Como sostiene Narodowski (1999, p 3), “Las utopías de la pedagogía moderna no son meramente un no-lugar (un u-topos) al que es menester llegar, sino que son operadores concretos que guían, dirigen y disciplinan la producción pedagógica”. Pero en una sociedad que se rige por las leyes del mercado, pensar en términos de las utopías es pensar en una lógica que no se corresponde con la del mercado. Resulta dificultoso sino imposible jerarquizar un ideal dentro de un mercado equivalente. Así es que, en estos tiempos, también resulta difícil construir utopías pedagógicas.


Los docentes, al no poseer una utopía épica, tampoco pueden accionar una utopía disciplinadora. Esto, por supuesto, dificulta definir roles y funciones, y mucho más, la posibilidad de reconstruirlos.

Formar a los alumnos en valores colectivos, humanitarios y democráticos individualizados, indispensables para convivir en armonía con los otros, es la contradictoria utopía del pedagogo moderno. Contradictoria, porque busca y pretende favorecer lo singular, mientras niega la posibilidad de que algunas de estas singularidades se tornen totalizantes. Tal vez se pretenda un nuevo modelo de utopía épica no a la carta: rescatar lo singular para mantener lo universal, un mundo respetuoso de las divergencias.


Si se rescatan las dos dimensiones en la formulación de las utopías: una relativa al orden social, en cuya finalidad está inmersa la institución escolar, en la que educar es formar a un hombre para determinada sociedad; y otra relativa a la propia actividad educadora, en la que se abandona el primado de la utopía del para qué y se recluye en el ámbito del cómo se torna indispensable indagar qué se entiende por hombre hoy en día (Narodowski, 1999).

Se asiste a una mutación del concepto de hombre ciudadano devenido en consumidor. Se trata ahora de educar al consumidor, entendiéndose por este como aquel que busca su felicidad permanente, la que pareciera encontrarse en los placeres a disfrutar, siempre y cuando no molesten al prójimo (Lipovestky, 1994).


El ideal de prosperidad económica se acompaña de una ética abstracta, en la que las acciones individuales en principio no se reconocen como universales. La cultura de la felicidad disuelve la culpabilidad moral, lo que domina esta época es la superficialización de la culpabilidad, aquello que se observa en el hastío, la depresión, el estrés y el vacío existencial. Psicoanalíticamente, la era le quita énfasis al sentido de la falta y ubica a los seres humanos en una montaña rusa donde se crean y destruyen simultáneamente las emociones (Lipovetsky, 1994).

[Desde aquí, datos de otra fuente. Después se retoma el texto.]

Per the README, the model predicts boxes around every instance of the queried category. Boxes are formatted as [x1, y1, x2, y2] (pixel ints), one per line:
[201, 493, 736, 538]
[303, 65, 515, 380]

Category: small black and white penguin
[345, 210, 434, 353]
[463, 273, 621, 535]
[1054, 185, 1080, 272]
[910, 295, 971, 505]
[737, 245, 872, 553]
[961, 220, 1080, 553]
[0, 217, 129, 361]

Cabe preguntarse: ¿Qué es ser hombre para este momento histórico social? ¿Qué instituye hoy la sociedad como concepto de hombre? ¿Cuáles son las acciones a partir de las cuales se constituyen y significan los valores que conforman en la actualidad al hombre? ¿Qué lugar tiene el docente en este nuevo orden social y político? ¿Cuál es entonces la utopía pedagógica totalizante y actual que guiará sus acciones en las dimensiones personal y profesional?


Por otra parte, ¿quiénes quedan excluidos del lazo consumidor se ubicarían fuera del lazo social educable?, en cuyo caso ¿la reconstrucción del rol docente debería pensarse en torno a una utopía que incluya solo al hombre consumidor, al excluido o a ambos? Paralelamente, el escenario social se presenta con transformaciones de los lazos sociales. Se entenderá por lazo social a la ficción eficaz de discurso que hace que un conjunto de individuos constituya una sociedad, los instituya como miembros de esa sociedad y les permita construir la normalidad social (Lewkowicz, 2004).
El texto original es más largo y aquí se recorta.